Dupes are one of those problems that keep IT managers up at night. The larger your database, the worse the problem usually is, says Ramesh Menon, a director at Identity Systems, which provides identity searching and matching software for organizations such as AT&T, FedEx, and the Internal Revenue Service.
Unfortunately, nobody knows how big their problem is, he says. “If anybody tells you 'I have exactly 2.7 percent duplicates in my customer database,' they are wrong.”
There's no magic bullet, either. Menon says the solution lies in using data matching technology to isolate “the golden record,” a singular view of information across multiple data repositories. Even then, the hardest part may be getting all the vested parties in an organization to agree on what data they're willing to share, as well as what constitutes a match.
“Two different sections of the same organization may have completely different definitions of what a match or duplicate contact is,” he says. “These kinds of integrations fall apart because people can't agree about who owns the data or what information can be exchanged with others.”
4. When data decays
Remember text-based adventure games such as Zork? Apparently, somebody somewhere is still making these things. Worse, they're using data that's equally ancient.
MailChimp co-founder Ben Chestnut tells the story of an old-school games developer that used MailChimp’s e-marketing service to contact 10,000 previous customers, alerting them that he'd finally finished version two. Most of the addresses were at least 10 years old -- some of them Hotmail accounts discarded so long ago that Microsoft was using the addresses as spam traps. Within a day, all MailChimp e-mail was blacklisted by Hotmail's spam filter.
Fortunately for MailChimp, the developer had kept pristine records, down to the IP address each customer had used to download his games. That's what saved them, says Chestnut. “We fired off a quick note to Hotmail's abuse desk -- proved they were legitimate customers, just old. The next day we got delisted. That's pretty rare.”
All data ages quickly, but contact data ages faster than most.
“You have to make the assumption that data decays like a radioactive sample,” says Informatica's Parthasarathi. “You have to go into every system and periodically update it.”
Jigsaw.com, an online contacts database geared toward sales professionals, takes a Wiki-style approach to data cleansing. Its 335,000 members get points for uploading their own contacts to Jigsaw and correcting others. Every record must be complete, and if Jigsaw users enter information that's incorrect or old, they lose points. Members spend their points by buying information for people they want to reach.
Jigsaw CEO Jim Fowler says an Atlanta-based technology company recently asked his firm to compare its contacts databases to Jigsaw's and weed out the bad data.
“They had 40,000 records,” he says. “Only 65 percent of them were current and 100 percent were incomplete.

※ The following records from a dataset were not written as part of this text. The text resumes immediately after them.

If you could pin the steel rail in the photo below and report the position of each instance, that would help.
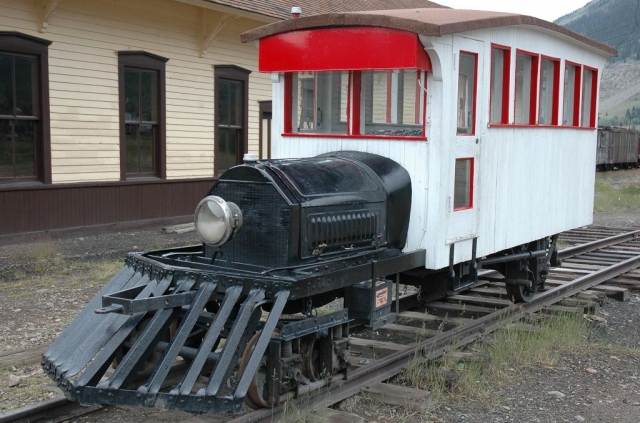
(59, 409)
(598, 244)
(438, 345)
(53, 410)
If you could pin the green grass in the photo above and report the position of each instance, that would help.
(506, 352)
(609, 199)
(58, 272)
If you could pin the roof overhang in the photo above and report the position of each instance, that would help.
(332, 49)
(431, 21)
(234, 11)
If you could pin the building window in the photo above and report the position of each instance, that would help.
(526, 88)
(571, 104)
(142, 115)
(467, 82)
(500, 70)
(231, 138)
(589, 97)
(549, 91)
(25, 147)
(319, 102)
(463, 185)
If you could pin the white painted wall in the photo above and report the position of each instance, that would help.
(529, 182)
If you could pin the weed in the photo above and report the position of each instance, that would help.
(610, 199)
(507, 351)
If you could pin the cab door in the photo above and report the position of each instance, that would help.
(464, 161)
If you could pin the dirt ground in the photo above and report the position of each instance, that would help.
(46, 279)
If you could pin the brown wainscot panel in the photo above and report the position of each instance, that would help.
(33, 208)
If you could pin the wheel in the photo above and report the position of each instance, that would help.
(311, 359)
(518, 271)
(255, 395)
(519, 293)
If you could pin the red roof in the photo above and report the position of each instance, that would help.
(427, 21)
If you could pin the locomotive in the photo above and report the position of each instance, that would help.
(416, 162)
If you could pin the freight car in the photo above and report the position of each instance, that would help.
(618, 148)
(427, 144)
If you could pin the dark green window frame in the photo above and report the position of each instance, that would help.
(25, 146)
(142, 77)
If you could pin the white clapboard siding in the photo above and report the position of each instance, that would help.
(83, 77)
(529, 182)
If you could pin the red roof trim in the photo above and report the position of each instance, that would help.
(332, 49)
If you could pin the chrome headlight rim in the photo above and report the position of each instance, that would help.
(231, 219)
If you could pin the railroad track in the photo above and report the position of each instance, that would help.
(597, 255)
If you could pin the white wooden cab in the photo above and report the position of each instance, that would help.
(511, 102)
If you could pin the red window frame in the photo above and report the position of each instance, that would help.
(594, 96)
(475, 91)
(555, 102)
(506, 80)
(353, 110)
(533, 89)
(577, 93)
(469, 206)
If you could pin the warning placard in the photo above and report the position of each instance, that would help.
(382, 297)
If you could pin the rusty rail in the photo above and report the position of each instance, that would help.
(438, 345)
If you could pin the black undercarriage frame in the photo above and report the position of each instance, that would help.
(157, 307)
(165, 305)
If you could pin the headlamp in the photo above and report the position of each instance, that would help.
(216, 220)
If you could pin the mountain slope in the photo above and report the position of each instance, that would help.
(612, 22)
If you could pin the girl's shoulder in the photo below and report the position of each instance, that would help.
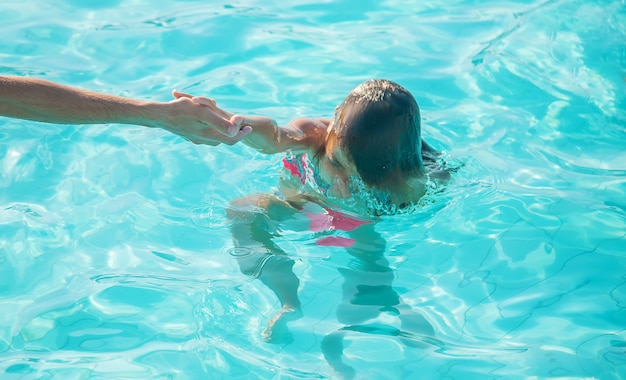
(312, 131)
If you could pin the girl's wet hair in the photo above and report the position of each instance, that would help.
(378, 127)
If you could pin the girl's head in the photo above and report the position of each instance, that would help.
(377, 129)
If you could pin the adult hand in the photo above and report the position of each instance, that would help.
(202, 122)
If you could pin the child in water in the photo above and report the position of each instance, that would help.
(373, 140)
(372, 146)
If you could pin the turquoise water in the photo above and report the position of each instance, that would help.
(114, 242)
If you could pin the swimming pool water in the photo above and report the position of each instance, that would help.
(114, 244)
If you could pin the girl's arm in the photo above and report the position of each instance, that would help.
(268, 137)
(41, 100)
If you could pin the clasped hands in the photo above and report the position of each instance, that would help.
(199, 120)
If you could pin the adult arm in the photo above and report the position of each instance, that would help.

We're finding that most of our corporate customers have sets of data so cruddy no one can match to them. Corporations spend millions on CRM, and it's amazing how bad that data is.”
The real value is not the data itself, but the ability to keep up with how quickly it changes.
“The power of Jigsaw is complete data and self-cleansing,” says Fowler. “If our self-correcting mechanisms don't work, we're just another crappy data company.”